Erstkommunionfotos – wichtig für die Gemeinde-Chronik

Meist wird nach der kirchlichen Erstkommunionfeier auch ein Gruppenfoto aller Erstkommunion-Kinder mit dem Priester, der Religions- und Klassenlehrerin gemacht. Dieses Bild ist eines der ersten Fotos, auf dem die Kinder einer Schulstufe abgelichtet und so für die Nachwelt festgehalten sind. In Strassen gibt es etwa 70 Erstkommunionfotos, auf denen ein Großteil der heutigen Bewohner der Gemeinde im Kindesalter dargestellt ist. Eine Aufgabe dieses Beitrags ist es, das älteste Erstkommunion-Foto von Strassen zu finden und an dieser Stelle zu zeigen. Nun wollen wir an Hand von solchen Gruppenfotos, ausgehend von 2017, zurückschauen auf die Erstkommunion vergangener Jahre.

 

 

Erstkommunion am Weißen Sonntag, 23. April 2017                    (11 Kinder)
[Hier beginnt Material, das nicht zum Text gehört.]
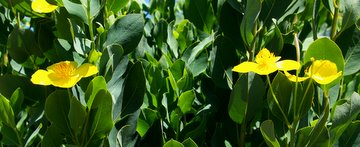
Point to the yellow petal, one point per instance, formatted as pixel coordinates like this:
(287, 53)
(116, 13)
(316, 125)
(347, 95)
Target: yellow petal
(63, 65)
(287, 65)
(323, 71)
(42, 6)
(64, 82)
(87, 70)
(326, 80)
(293, 78)
(265, 69)
(41, 77)
(245, 67)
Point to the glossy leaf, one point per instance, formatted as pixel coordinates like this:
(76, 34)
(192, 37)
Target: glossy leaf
(16, 100)
(323, 139)
(100, 119)
(57, 108)
(351, 60)
(247, 89)
(282, 88)
(252, 12)
(351, 135)
(93, 88)
(17, 47)
(345, 111)
(134, 90)
(115, 5)
(333, 53)
(268, 132)
(189, 143)
(126, 31)
(173, 143)
(200, 12)
(185, 101)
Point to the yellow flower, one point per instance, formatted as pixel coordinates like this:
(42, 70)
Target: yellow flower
(64, 74)
(266, 63)
(322, 71)
(42, 6)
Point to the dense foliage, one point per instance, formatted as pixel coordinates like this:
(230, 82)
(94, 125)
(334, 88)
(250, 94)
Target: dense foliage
(180, 73)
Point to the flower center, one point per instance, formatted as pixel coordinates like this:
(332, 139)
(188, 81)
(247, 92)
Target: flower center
(264, 57)
(323, 68)
(64, 70)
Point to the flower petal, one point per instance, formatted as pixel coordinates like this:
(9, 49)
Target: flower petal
(86, 70)
(293, 78)
(245, 67)
(62, 64)
(64, 82)
(265, 69)
(41, 77)
(326, 80)
(42, 6)
(286, 65)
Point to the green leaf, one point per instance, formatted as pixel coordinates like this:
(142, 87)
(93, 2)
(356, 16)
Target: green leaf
(33, 136)
(173, 143)
(352, 13)
(191, 53)
(185, 101)
(9, 83)
(155, 78)
(189, 143)
(268, 132)
(223, 58)
(352, 60)
(100, 117)
(305, 97)
(134, 90)
(230, 27)
(323, 139)
(238, 100)
(97, 84)
(57, 107)
(77, 9)
(177, 69)
(7, 114)
(52, 137)
(186, 82)
(115, 5)
(273, 9)
(171, 40)
(252, 12)
(274, 40)
(16, 100)
(126, 31)
(16, 46)
(317, 49)
(282, 88)
(345, 110)
(200, 13)
(248, 88)
(351, 135)
(77, 114)
(199, 65)
(10, 136)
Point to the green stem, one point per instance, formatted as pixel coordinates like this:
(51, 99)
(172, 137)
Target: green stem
(314, 15)
(306, 91)
(335, 19)
(242, 134)
(277, 102)
(74, 137)
(91, 30)
(297, 46)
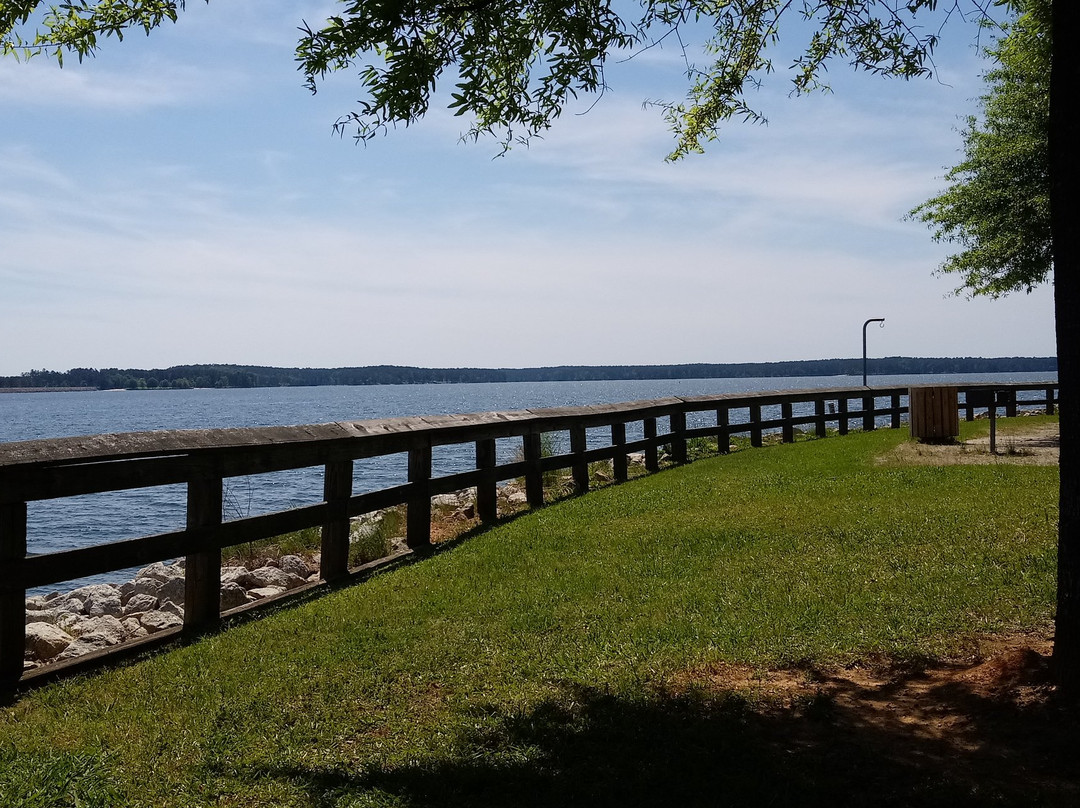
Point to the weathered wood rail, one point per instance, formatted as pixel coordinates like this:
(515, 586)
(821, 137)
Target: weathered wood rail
(204, 459)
Personen von links nach rechts;

3. Reihe: Klassenlehrerin VD Kathrin Valtiner, Seelsorgeraum-Pfarrer Mag. Hansjörg  Sailer, Religionslehrerin Elisabeth Müller;

2. Reihe: Markus Moser (Groadner), Nele Bodner, Lorena Lusser, Viktoria Obererlacher, Tatjana Pircher (Bannholz), Niklas Walder;

1. Reihe: David Wieser (Tischlerei), Simone Kofler (Färber), Mathias Aichner(Oasler), Miriam Haszler, Roberta Valtiner.      Foto: Christian Walder

 

Erstkommunion am 4. Ostersonntag, 29. April 2007                     (12 Kinder)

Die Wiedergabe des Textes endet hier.